CMCL Innovations, Sheraton House, Castle Park, Castle Street, Cambridge CB3 0AX, U.K.
J Chem Inf Model. 2021 Aug 23;61(8):3868-3880. doi: 10.1021/acs.jcim.1c00275. Epub 2021 Aug 2.
This paper describes the implementation and evaluation of a proof-of-concept Question Answering (QA) system for accessing chemical data from knowledge graphs (KGs) which offer data from chemical kinetics to the chemical and physical properties of species. We trained the question classification and named the entity recognition models that specialize in interpreting chemistry questions. The system has a novel design which applies a topic model to identify the question-to-ontology affiliation to handle ontologies with different structures. The topic model also helps the system to provide answers with a higher quality. Moreover, a new method that automatically generates training questions from ontologies is also implemented. The question set generated for training contains 432,989 questions under 11 types. Such a training set has been proven to be effective for training both the question classification model and the named entity recognition model. We evaluated the system using other KGQA systems as baselines. The system outperforms the chosen KGQA system answering chemistry-related questions. The QA system is also compared to the Google search engine and the WolframAlpha engine. It shows that the QA system can answer certain types of questions better than the search engines.

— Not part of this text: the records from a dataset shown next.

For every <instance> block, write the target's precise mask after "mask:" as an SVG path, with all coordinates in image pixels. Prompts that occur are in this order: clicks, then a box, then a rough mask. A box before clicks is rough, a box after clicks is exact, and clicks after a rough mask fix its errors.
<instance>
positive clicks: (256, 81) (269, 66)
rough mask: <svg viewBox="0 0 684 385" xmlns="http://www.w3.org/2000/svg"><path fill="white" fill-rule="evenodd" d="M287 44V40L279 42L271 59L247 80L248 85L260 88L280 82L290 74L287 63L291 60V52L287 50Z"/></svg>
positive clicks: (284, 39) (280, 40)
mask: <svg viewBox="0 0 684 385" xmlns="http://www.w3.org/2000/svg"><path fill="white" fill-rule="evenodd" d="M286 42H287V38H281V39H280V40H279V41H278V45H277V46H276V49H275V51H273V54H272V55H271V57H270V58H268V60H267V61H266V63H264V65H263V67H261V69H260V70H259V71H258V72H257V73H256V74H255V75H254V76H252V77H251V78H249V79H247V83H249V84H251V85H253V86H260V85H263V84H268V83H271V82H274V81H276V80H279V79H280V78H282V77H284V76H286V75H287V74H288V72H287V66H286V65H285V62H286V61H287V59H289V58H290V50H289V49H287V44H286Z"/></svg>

本文描述了一个概念验证问答(QA)系统的实现与评估,该系统用于从知识图谱(KG)中获取化学数据,这些知识图谱提供了从化学动力学到物种化学和物理性质的数据。我们训练了问题分类并命名了专门用于解释化学问题的实体识别模型。该系统具有新颖的设计,应用主题模型来识别问题与本体的关联,以处理具有不同结构的本体。主题模型还帮助系统提供更高质量的答案。此外,还实现了一种从本体自动生成训练问题的新方法。为训练生成的问题集包含11种类型下的432,989个问题。这样的训练集已被证明对训练问题分类模型和命名实体识别模型都有效。我们以其他KGQA系统为基线评估了该系统。该系统在回答与化学相关的问题方面优于所选的KGQA系统。该QA系统还与谷歌搜索引擎和WolframAlpha引擎进行了比较。结果表明,该QA系统在回答某些类型的问题时比搜索引擎表现更好。